September 2023 Google SEO office hours

This is the transcript for the September 2023 edition of the Google SEO Office Hours. For site-specific help, we recommend posting your question in the Google Search Central Help Community.

Is Google wrongly indexing the www version of my website?

John: Wan asks: Google wrongly indexes the www version of my website. The correct page is supposed to be HTTP and then their domain name .my without the www.

Hi Wan! I took a look at your pages, and it looks like your server is automatically redirecting from the non-www to the www version, and setting the link rel canonical element appropriately. At first glance, if you're using Chrome, it might look like it doesn't have a www in front, but if you click twice into the URL on top in the browser, it expands to the full URL, with www. In practice, this is fine - both the www and the non-www versions of a site are totally ok with Google Search. Wow, that's a lot of wwws!
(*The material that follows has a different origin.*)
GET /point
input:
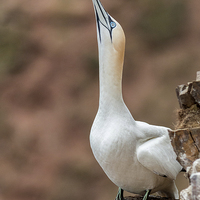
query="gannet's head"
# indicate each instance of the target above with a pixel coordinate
(110, 34)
Why is filtered data higher than the overall data on Search Console?

Gary: Ornella is asking: Why is filtered data higher than overall data on Search Console, it doesn't make any sense.

First of all, I love this question, but probably for the wrong reason. The short answer is that we make heavy use of something called Bloom filters because we need to handle a lot of data, and Bloom filters can save us lots of time and storage. The long answer is still that we make heavy use of Bloom filters because we need to handle a lot of data, but I also want to say a few words about Bloom filters: when you handle large number of items in a set, and I mean billions of items, if not trillions, looking up things fast becomes super hard. This is where Bloom filters come in handy: they allow you to consult a different set that contains a hash of possible items in the main set, and you look up the data there. Since you're looking up hashes first, it's pretty fast, but hashing sometimes comes with data loss, either purposeful or not, and this missing data is what you're experiencing: less data to go through means more accurate predictions about whether something exists in the main set or not. Basically Bloom filters speed up lookups by predicting if something exists in a data set, but at the expense of accuracy, and the smaller the data set is the more accurate the predictions are.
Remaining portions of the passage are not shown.